Papers
Topics
Authors
Recent
Gemini 2.5 Flash
Gemini 2.5 Flash
41 tokens/sec
GPT-4o
59 tokens/sec
Gemini 2.5 Pro Pro
41 tokens/sec
o3 Pro
7 tokens/sec
GPT-4.1 Pro
50 tokens/sec
DeepSeek R1 via Azure Pro
28 tokens/sec
2000 character limit reached

Improving Health Question Answering with Reliable and Time-Aware Evidence Retrieval (2404.08359v1)

Published 12 Apr 2024 in cs.CL, cs.AI, and cs.IR

Abstract: In today's digital world, seeking answers to health questions on the Internet is a common practice. However, existing question answering (QA) systems often rely on using pre-selected and annotated evidence documents, thus making them inadequate for addressing novel questions. Our study focuses on the open-domain QA setting, where the key challenge is to first uncover relevant evidence in large knowledge bases. By utilizing the common retrieve-then-read QA pipeline and PubMed as a trustworthy collection of medical research documents, we answer health questions from three diverse datasets. We modify different retrieval settings to observe their influence on the QA pipeline's performance, including the number of retrieved documents, sentence selection process, the publication year of articles, and their number of citations. Our results reveal that cutting down on the amount of retrieved documents and favoring more recent and highly cited documents can improve the final macro F1 score up to 10%. We discuss the results, highlight interesting examples, and outline challenges for future research, like managing evidence disagreement and crafting user-friendly explanations.

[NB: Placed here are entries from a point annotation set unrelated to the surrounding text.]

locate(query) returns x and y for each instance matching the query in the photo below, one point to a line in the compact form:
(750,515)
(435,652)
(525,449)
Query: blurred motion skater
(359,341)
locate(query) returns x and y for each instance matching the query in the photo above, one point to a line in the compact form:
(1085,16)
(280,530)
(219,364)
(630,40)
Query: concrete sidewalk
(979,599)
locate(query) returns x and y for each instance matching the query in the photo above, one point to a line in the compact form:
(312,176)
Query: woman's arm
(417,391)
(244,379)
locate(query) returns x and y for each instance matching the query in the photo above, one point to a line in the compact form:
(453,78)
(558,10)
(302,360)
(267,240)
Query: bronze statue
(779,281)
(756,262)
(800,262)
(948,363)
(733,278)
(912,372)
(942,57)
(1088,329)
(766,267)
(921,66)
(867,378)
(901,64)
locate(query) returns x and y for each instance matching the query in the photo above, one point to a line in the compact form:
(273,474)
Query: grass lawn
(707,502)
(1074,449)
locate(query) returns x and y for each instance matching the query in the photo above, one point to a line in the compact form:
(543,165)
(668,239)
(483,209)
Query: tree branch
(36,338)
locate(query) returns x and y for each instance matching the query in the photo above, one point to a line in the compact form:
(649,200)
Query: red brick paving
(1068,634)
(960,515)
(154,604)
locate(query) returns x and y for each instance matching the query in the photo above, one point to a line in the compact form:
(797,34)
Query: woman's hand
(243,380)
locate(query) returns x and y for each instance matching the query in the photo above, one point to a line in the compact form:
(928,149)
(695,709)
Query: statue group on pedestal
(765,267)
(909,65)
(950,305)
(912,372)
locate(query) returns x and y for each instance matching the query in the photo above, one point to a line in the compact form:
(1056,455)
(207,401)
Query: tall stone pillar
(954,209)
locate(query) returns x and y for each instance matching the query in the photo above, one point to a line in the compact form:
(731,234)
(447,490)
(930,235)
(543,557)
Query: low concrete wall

Enhancing Performance of Health Question Answering Systems through Optimal Evidence Retrieval Strategies

Introduction to Health Question Answering Systems

Health Question Answering (QA) Systems leverage vast collections of documented medical research to provide answers to health-related inquiries. Given the abundance of medical literature and the rapid evolution of clinical recommendations, sourcing the most relevant and up-to-date evidence is pivotal. Traditional QA systems, however, often fall short when faced with novel queries, primarily due to their reliance on predefined evidence documents. This paper embarks on refining the open-domain QA system – a more realistic approach that necessitates the retrieval of pertinent evidence from extensive document corpora before formulating an answer. By exploring various retrieval settings, including the volume of documents retrieved and the incorporation of metadata such as publication year and citation count, this research aims to fine-tune the QA system's performance within the domain of health.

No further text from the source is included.